Articles

For-Profit Conferences: Evil or Essential?

By Timothy Pratt, PhD
Originally published on ClinPage.com on April 29, 2008

There are a plethora of small conferences in our industry. They address topics as diverse as electronic patient-reported outcomes, (ePRO), eclinical technology, regulatory affairs, patient recruitment and outsourcing. These meetings can be quite broad (the Clinical Trials Congress) or sharply focused (The Advanced Import Compliance Forum). Many of these conferences are organized by fine companies such as IIR, CBI, Marcus Evans, ExL Pharma and others.

The primary differentiator between these small conferences and those conducted by professional societies such as DIA, SCDM, RAPS and ACRP is simple. The small meetings are conducted for profit. Society meetings are not. So what? Is the profit motive so bad? Perhaps.

Follow The Money
When a paper or abstract is submitted to a professional society meeting, what happens? Peer review. In society meetings, submissions are reviewed on merit in a blinded fashion. A submission's merit is evaluated on relevance, novel content, scientific integrity, lack of obvious bias, and other factors. If the submission warrants a presentation to support it, the lucky author gets onto the program. What's the cost involved to present? Nothing.

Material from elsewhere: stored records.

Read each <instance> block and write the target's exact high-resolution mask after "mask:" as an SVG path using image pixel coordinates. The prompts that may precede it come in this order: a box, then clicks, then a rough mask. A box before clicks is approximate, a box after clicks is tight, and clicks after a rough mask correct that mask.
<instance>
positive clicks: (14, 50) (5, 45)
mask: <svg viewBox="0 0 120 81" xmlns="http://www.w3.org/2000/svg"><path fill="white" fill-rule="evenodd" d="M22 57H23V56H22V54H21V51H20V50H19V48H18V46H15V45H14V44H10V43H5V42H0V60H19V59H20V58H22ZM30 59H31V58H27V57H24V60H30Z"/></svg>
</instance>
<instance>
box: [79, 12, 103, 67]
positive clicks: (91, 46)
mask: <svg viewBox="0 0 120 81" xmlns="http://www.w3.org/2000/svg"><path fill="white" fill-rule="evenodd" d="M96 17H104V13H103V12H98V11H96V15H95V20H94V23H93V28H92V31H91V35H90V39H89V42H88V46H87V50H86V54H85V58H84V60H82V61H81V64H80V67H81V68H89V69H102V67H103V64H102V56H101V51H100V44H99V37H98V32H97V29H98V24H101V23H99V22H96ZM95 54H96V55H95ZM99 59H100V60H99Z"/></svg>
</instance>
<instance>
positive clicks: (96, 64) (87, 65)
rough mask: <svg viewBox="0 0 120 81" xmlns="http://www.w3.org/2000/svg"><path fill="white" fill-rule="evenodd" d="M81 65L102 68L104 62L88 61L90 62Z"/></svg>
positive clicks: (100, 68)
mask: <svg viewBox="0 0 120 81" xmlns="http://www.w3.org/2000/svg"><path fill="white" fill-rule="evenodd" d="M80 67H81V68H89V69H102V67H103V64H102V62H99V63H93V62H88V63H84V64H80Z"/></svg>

In for-profit conferences, however, the process is different. In the many I have been involved in, there is no submission process. Why? Because a check is all that's required. Most of the speaking opportunities are sold for thousands of dollars. Merit is not a factor. These opportunities are partially legitimized as "sponsorship" and bundled with marketing opportunities, like having a company logo on meeting brochures. But, to speak, almost always, one must pay.

Built-In Bias
Is pay-to-play the issue? It does rankle the academics among us, simply on principle. But it also introduces a disproportionate share of vendors on every agenda in the for-profit meeting landscape. Who else would pay $5,000, $10,000 or even more to speak for half an hour? Only vendors. So that's what for-profit conferences have a preponderance of: vendors.

Vendors (yes, I work for one) have their own financial calculus. They need a return on that hefty speaking fee. Thus it is inevitable, as day follows night, that small meeting attendees hear the vendor line on many issues. Objectivity is under severe threat under these circumstances.